Systemic proatherogenic factors and antiatherosclerotic drugs (e.g., statins) critically affect the development and progression of coronary atheroma. However, in patients exposed to similar systemic risk factors or antiatherosclerotic mediations, plaques progress, remain quiescent, or regress in an independent manner, largely because of the concomitant effect of locally acting factors. These local factors include arterial remodeling and hemodynamic factors, particularly endothelial shear stress (ESS). Positive (expansive) remodeling is associated not only with high-risk plaque morphology and unstable clinical presentation but also, prospectively, with more pronounced additional plaque growth compared to lesions with negative (constrictive) remodeling. Lesions with positive remodeling generally have larger luminal dimensions and hence low local ESS, which promotes plaque growth, whereas plaques with constrictive remodeling have smaller lumens and hence higher (i.e., atheroprotective) ESS.
Nozue et al correctly assessed arterial remodeling serially by comparing the change of EEM volume from baseline to follow-up. Arterial remodeling, however, can also be assessed at a single time point by comparing the EEM and luminal dimensions of an atherosclerotic segment to a nondiseased reference segment or to the global remodeling of the entire artery. Assessment of remodeling at baseline in the study by Nozue et al might have provided additional prognostic information to identify plaques that subsequently progressed or regressed. Indeed, patients whose plaques eventually increased (so-called progressors) had slightly larger EEM, substantially larger lumens, and smaller plaque volume at baseline compared to regressors. These data likely suggest that progressors harbored smaller lesions with presumably positive remodeling and with a lesser extent of luminal stenosis and hence with lower (i.e., athero-prone ) local ESS at baseline. These baseline plaque characteristics might have contributed to the observed plaque growth among progressors, despite the similar statin doses, and despite the lower low-density lipoprotein and greater low-density lipoprotein reduction compared to regressors.

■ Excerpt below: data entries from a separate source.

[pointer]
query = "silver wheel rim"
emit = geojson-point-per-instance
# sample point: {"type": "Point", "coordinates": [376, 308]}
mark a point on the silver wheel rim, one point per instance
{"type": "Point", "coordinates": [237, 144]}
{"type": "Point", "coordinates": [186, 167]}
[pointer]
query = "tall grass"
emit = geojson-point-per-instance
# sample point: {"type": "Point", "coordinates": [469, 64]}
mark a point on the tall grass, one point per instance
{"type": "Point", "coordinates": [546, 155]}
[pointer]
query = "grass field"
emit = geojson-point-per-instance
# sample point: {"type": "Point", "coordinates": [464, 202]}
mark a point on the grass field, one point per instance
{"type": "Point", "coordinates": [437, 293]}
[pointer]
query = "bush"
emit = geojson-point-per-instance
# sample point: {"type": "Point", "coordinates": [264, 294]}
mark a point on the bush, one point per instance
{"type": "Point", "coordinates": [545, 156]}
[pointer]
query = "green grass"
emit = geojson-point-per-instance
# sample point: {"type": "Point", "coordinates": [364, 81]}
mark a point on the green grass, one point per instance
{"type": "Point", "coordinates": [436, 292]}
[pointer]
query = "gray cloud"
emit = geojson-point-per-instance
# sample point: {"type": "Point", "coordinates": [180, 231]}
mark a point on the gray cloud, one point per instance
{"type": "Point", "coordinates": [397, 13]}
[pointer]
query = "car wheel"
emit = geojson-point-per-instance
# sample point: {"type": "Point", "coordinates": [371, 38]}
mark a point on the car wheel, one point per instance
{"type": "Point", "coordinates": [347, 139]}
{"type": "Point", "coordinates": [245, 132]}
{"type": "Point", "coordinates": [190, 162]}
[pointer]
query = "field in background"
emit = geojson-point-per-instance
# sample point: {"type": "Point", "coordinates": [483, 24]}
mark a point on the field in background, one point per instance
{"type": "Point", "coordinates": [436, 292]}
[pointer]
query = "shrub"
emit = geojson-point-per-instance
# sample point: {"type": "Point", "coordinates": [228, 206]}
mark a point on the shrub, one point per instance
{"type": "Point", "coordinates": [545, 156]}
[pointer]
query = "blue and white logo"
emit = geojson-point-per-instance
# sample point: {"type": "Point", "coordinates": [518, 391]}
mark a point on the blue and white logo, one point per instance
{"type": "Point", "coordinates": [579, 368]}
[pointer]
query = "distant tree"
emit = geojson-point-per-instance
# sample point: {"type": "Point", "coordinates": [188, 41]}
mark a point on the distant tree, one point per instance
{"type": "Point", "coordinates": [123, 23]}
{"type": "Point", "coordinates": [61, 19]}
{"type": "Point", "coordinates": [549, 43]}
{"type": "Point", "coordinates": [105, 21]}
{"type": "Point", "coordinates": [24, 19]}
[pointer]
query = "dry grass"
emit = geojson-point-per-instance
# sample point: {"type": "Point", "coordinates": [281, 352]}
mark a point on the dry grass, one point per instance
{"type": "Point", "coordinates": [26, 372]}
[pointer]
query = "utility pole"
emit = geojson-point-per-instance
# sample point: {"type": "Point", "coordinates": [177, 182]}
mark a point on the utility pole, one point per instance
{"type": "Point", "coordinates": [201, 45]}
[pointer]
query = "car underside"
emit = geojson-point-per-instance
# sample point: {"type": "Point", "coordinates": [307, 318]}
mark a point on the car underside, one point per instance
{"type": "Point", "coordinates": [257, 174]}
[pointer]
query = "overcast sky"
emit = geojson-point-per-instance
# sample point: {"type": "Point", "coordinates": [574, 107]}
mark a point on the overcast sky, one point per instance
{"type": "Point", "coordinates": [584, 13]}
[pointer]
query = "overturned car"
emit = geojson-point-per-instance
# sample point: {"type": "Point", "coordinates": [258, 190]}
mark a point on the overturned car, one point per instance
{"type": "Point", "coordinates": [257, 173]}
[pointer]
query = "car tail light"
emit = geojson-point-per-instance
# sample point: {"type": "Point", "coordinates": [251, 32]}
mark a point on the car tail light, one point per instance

The systemic atheroprotective effects of statins and the local proatherogenic effects of lesion-specific hemodynamics are likely interrelated. In experimental models, statins attenuate the proatherogenic effect of low ESS and exert a vasculoprotective effect that is modulated by the local ESS. Consistently, varying local hemodynamic conditions might differentially affect the atheroprotective impact of statins in man and might thus account in part for the highly discordant plaque behavior in patients treated with equivalent statin regimens.
Given the additive role of systemic and local factors in the regulation of coronary artery disease, combined assessment of systemic risk factors, drug effects, and lesion-specific characteristics (e.g., arterial remodeling and local hemodynamics) might enhance the early identification of patients at highest risk to develop advanced coronary plaques. Consequently, intensifying the control of systemic proatherogenic factors (e.g., by using higher statin doses) in patients with plaque-prone local arterial characteristics might be a reasonable, risk-tailored approach to halting coronary plaque progression and averting adverse clinical events in the current era of optimal medical therapy.